Guerre au Moyen-Orient : l’Afrique sous onde de choc
L’Iran étend son influence sur le continent africain à travers un mélange de diplomatie religieuse, d’initiatives économiques et de partenariats militaires. Du Nigeria au Sahel, cette stratégie multidimensionnelle combine le soutien à certaines communautés chiites, la coopération éducative et sanitaire, ainsi que le développement d’un réseau d’acteurs politiques et paramilitaires. Selon le think tank International Crisis Group, près de 14 pays africains enregistrent aujourd’hui une présence iranienne significative, soit par des ambassades actives et des ONG, soit par des missions religieuses et culturelles.
Au Nigeria, l’Iran entretient des liens étroits avec le mouvement chiite islamique du « Islamic Movement in Nigeria,» influençant non seulement les pratiques religieuses mais aussi le discours politique local. En Afrique de l’Ouest, au Mali et au Niger, des rapports des Nations unies soulignent des transferts de technologie militaire et de drones civils et paramilitaires à des acteurs locaux, renforçant la présence iranienne dans une région stratégique pour la sécurité transfrontalière et les flux migratoires.
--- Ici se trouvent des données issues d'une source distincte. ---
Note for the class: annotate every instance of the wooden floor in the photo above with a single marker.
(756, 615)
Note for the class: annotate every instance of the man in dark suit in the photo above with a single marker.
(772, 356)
Les alliances stratégiques et économiques
Au-delà de l’idéologique et militaire, Téhéran consolide sa position à travers des accords économiques et commerciaux. En Éthiopie, des entreprises iraniennes sont impliquées dans des projets de construction d’infrastructures et d’énergie renouvelable. En Angola et en Guinée-Bissau, l’Iran investit dans le secteur agricole et halieutique, renforçant son influence dans les filières alimentaires clés pour le continent. Même au Maroc et au Sénégal, des programmes éducatifs et culturels financés par des fondations iraniennes visent à renforcer des liens de long terme avec les jeunes générations.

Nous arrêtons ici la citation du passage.